Le clausole, i prezzi di beni o di servizi, imposti dalla legge [o da norme corporative] (1), sono di diritto inseriti nel contratto, anche in sostituzione delle clausole difformi apposte dalle parti.

Contenuto elaborato con il supporto di sistemi di intelligenza artificiale e revisionato dalla Redazione di La Legge in Chiaro sotto la responsabilità editoriale del Dott. Andrea Marton, Tax Advisor — Consulente Fiscale. Fonti verificate: Normattiva, Italgiure, Corte Costituzionale, Agenzia delle Entrate.

In sintesi

  • Inserzione automatica di clausole: le clausole, i prezzi o le condizioni imposte dalla legge si inseriscono automaticamente nel contratto, anche in sostituzione delle clausole difformi pattuite dalle parti.
  • Deroga all'autonomia contrattuale: la norma è strumento di tutela dell'ordine pubblico economico e della parte debole del contratto.
  • Applicazione tipica: prezzi legali, tariffe amministrative, condizioni minime obbligatorie nei contratti di lavoro o di locazione.

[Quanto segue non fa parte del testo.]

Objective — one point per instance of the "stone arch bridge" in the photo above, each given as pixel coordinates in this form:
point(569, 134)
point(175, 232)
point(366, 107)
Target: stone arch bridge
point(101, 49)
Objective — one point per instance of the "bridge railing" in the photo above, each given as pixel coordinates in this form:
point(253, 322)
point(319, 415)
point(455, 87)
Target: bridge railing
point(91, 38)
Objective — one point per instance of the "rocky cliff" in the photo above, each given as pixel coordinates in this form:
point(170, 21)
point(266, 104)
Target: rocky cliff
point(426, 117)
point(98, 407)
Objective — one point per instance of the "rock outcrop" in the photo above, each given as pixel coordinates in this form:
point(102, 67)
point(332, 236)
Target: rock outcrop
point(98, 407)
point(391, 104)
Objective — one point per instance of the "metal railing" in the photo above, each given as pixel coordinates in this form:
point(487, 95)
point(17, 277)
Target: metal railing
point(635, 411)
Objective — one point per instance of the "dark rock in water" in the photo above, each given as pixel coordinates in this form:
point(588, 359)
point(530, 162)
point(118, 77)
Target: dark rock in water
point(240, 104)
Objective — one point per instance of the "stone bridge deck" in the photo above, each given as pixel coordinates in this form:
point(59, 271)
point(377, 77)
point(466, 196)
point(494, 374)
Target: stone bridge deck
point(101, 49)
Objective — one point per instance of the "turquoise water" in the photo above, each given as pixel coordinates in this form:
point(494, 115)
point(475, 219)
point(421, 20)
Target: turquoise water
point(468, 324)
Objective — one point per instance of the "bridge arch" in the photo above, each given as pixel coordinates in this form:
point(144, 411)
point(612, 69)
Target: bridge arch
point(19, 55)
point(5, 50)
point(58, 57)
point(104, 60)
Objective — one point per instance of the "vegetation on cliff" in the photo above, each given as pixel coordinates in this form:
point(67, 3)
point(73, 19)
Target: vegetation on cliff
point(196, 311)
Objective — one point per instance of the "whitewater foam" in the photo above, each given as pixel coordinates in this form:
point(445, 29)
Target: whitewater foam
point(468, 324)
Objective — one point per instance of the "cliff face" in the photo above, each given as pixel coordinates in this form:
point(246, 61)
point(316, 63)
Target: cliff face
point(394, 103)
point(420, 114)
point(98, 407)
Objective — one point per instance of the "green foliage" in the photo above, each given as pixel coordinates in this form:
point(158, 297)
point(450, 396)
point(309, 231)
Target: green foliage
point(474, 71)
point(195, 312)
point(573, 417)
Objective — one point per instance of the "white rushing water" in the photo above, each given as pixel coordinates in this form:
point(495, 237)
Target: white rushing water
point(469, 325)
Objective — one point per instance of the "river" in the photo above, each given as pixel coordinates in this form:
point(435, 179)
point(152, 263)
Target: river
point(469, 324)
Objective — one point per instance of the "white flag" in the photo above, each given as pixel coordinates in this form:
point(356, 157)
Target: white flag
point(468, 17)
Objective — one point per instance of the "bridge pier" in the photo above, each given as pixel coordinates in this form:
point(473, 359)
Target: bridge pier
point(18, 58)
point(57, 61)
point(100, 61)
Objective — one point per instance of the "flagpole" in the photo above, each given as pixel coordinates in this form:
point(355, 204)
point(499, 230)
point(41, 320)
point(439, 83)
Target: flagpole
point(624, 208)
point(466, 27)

Le clausole, i prezzi e le condizioni di contratto imposti dalla legge si inseriscono di diritto nel contratto, sostituendo automaticamente le clausole difformi stipulate dalle parti. È il meccanismo dell'inserzione automatica di clausole (c.d. sostituzione automatica), espressione del primato dell'ordine pubblico economico sull'autonomia privata.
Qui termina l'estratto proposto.